アストラルエンジン 上巻 (ジャンプコミックス)

アストラルエンジン 上巻 (ジャンプコミックス)

 文明崩壊後の水没した世界で謎多き機械の少女と出会うアクティブな少年というありがちな設定だが、そのありがちな物語を、かわいくかっこよくコミカルに仕上げてて非常に好きな世界だった。

しかし僕の高評価にも関わらず打ち切り作品のようで、一巻(上巻)が出たときには既に連載されていない。巻末おまけの世界設定説明における過去形、文末の「…」に滲む未練と諦観が痛々しい。

ネット上の反応はどうかというと、好きだという人がいるものの盛り上がりはイマイチで、キャラデザインのパクリ疑惑なんかも出ててしかもその疑惑さえも盛り上がってない。
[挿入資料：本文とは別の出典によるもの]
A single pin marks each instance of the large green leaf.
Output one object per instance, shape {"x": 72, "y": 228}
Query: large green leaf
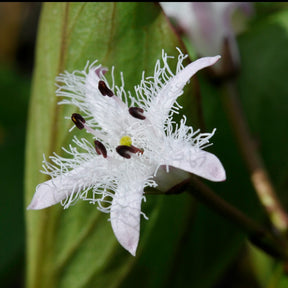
{"x": 263, "y": 89}
{"x": 76, "y": 247}
{"x": 13, "y": 111}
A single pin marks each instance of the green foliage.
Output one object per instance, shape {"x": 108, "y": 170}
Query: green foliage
{"x": 183, "y": 244}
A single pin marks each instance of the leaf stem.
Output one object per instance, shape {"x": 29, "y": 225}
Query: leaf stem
{"x": 259, "y": 176}
{"x": 267, "y": 240}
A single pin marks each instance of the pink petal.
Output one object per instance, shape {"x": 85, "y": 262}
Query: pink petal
{"x": 161, "y": 105}
{"x": 200, "y": 163}
{"x": 125, "y": 216}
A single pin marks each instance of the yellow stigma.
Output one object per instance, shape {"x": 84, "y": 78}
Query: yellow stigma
{"x": 126, "y": 140}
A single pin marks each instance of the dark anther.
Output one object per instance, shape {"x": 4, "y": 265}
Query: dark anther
{"x": 78, "y": 120}
{"x": 125, "y": 151}
{"x": 104, "y": 89}
{"x": 100, "y": 148}
{"x": 137, "y": 112}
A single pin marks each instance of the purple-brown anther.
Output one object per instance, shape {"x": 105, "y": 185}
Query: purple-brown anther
{"x": 137, "y": 112}
{"x": 100, "y": 149}
{"x": 78, "y": 120}
{"x": 105, "y": 91}
{"x": 125, "y": 151}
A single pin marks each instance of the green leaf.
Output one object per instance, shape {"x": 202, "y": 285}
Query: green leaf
{"x": 76, "y": 247}
{"x": 263, "y": 89}
{"x": 13, "y": 111}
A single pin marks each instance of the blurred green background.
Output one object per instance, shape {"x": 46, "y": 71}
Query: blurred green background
{"x": 266, "y": 38}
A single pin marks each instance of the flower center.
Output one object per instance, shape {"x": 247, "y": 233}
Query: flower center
{"x": 126, "y": 140}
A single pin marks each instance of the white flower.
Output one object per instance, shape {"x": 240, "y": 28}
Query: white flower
{"x": 130, "y": 144}
{"x": 208, "y": 25}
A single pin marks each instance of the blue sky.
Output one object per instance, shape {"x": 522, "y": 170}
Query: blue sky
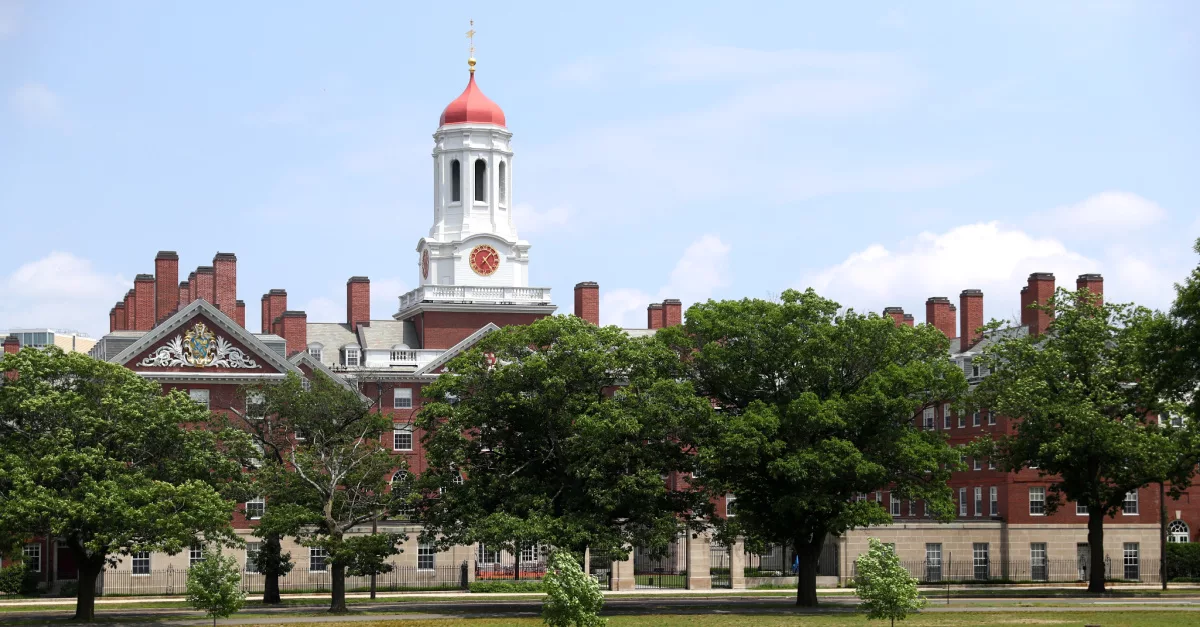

しかし河原町の本屋では平積みされていて、シャープな絵柄とジャンプコミックスなのにいきなり”上巻”という打ち切り臭に惹かれて買った。でも近くの本屋には全然置いておらず、下巻を買うのは苦労した。

リアルでもネットでも知られず、どうしようもなく消え行く運命というものを感じさせる。


仏ゾーンのことを思い出した。打ち切り作品の放つ刹那の歪な光というか、長く続いたシャーマンキングよりも、思い入れも深く好きな作品だ。もちろんちゃんと続いて欲しかったのだけど。

縁あって運よく読むことができたこのマンガも、一層深く僕の記憶に残るだろうと思う。僕が覚えている。どうか成仏してくれ。